The Shark Attack that Shook the 1700s

How a few gruesome minutes in Havana Harbor changed the life of a fourteen-year-old orphan, upended the art world, and transformed the way humans think about sharks.

The Shark Attack that Shook the 1700s

The men on the boat saw the shark first. It was swimming about 200 yards from the shore, where the boat was anchored, and it was bearing down on a fourteen-year-old boy.

There wasn’t enough time to warn Brook Watson. The shark bit into his calf and dragged him underwater. The sailors paddled out to the spot where it had happened, hoping Watson would break the surface. He didn’t. It took two minutes for them to spot his body 100 yards away, and they rushed toward him, but the shark took him again before they arrived.

One of the sailors grabbed a harpoon and moved to the boat’s bow. Watson reappeared after another two minutes, his foot gone below the ankle, blood streaming into the water. The shark wasn’t far behind, moving in for a third time, twisting through the water, opening its mouth wide. On the boat, the sailor raised his harpoon.

The shark went in for the kill.
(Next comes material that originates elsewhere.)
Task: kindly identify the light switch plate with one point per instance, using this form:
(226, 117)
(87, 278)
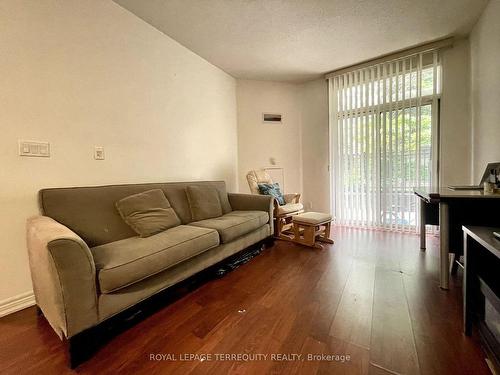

The sailor plunged the spear into the water.

That moment, suspended in time, is immortal.

That true story was told in a letter, which was printed by the Morning Chronicle and London Advertiser nearly thirty years after the attack, which took place in 1749. Watson, by then a successful merchant, likely sent it himself. The fateful moment was also recreated in oil on canvas, six by seven-and-a-half feet, and premiered to raves at London’s prestigious Royal Academy of Arts.

“Watson and the Shark,” by John Singleton Copley, took the attack and committed it to canvas. The painting shows an incapacitated Watson, his body shockingly white, his blonde hair undulating in the tide, helpless as the shark approaches. His rescue boat is nearby, pushing through the water of Cuba’s Havana Harbor. One of the nine sailors aboard prepares to strike the shark with a spear.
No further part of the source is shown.